I haven't handled them yet. I saw them yesterday but honestly I don't know much about pigeons. I know I love city pigeons a lot ( fearless little fatties ) and love the sounds they make. I also know they tend to not be adopted. So maybe I could educate my self and save one C:


----------



## kiddy (Feb 5, 2015)

They look like homers to me but somebody else can tell better, I don't have much idea of breeds. 
These are beautiful birds. If they can get a caring owner, there is nothing like that. Thanks for your concern for these birds.


----------



## CarloSantoro (Jun 22, 2011)

Both are racing homers


----------



## cwebster (Dec 11, 2010)

Really beautiful birds! I hope you will rescue both. We have a female we rescued from the shelter who is really delightful. Realize pigeons will take a while to act tame toward you. As prey animals, they are cautious. Then they become very very tame! Do the pigeons get along? A pair would be ideal as they are happiest with other pigeons. Please let us know if you rescue them. You won't regret it. Pigeons are wonderful!


----------



## TAWhatley (Mar 6, 2001)

Look like racing pigeons to me too. And, the leg band is showing in one of the pictures.

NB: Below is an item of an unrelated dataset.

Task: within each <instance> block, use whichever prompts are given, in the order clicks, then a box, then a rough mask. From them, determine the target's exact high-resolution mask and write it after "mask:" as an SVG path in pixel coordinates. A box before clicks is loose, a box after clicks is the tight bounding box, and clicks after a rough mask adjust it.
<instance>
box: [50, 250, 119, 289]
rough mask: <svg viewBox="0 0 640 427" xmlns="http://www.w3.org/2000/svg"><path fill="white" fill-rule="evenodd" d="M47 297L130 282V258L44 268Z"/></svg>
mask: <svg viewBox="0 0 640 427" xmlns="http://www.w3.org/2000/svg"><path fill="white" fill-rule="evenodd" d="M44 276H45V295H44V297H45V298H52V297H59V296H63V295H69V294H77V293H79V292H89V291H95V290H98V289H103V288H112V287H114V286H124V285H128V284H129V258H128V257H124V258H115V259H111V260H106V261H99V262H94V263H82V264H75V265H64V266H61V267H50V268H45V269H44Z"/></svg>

It would be super if you could adopt them both!

Terry


----------



## Jay3 (May 4, 2008)

If they are both males, then you may not be able to cage them together. Often 2 males won't get along. 2 females will get along usually, or one of each gender. Somtimes 2 males are okay together, but often not the case.


----------



## cwebster (Dec 11, 2010)

Are they caged together at the shelter? If so you can observe whether they get along and maybe tell whether they are male or female.


----------



## Jay3 (May 4, 2008)

cwebster said:


> Are they caged together at the shelter? If so you can observe whether they get along and maybe tell whether they are male or female.


Good point.


----------



## Chuck K (Jan 12, 2013)

They are racing homers, and just judging from the size of their heads in relation to the bodies I think they are both hens. The only real way to tell the sexes is by the displays, and even that isn't always 100%.


----------



## JackB (Jul 14, 2015)

*Bands*

I know this is a few weeks old but anyway, check the band numbers. The first letters, such as AU would mean American Union and are bands from a racing homer club. Other initials can be checked by typing them into your computer followed by "pigeon." The club should come up and they would have the owners name. They look like young racing homers. They will get along. I separate my cocks and hens every winter and no problems.


----------



## Jay3 (May 4, 2008)

Look like homers. Are you going to adopt them? Getting both would be nice if you can.


----------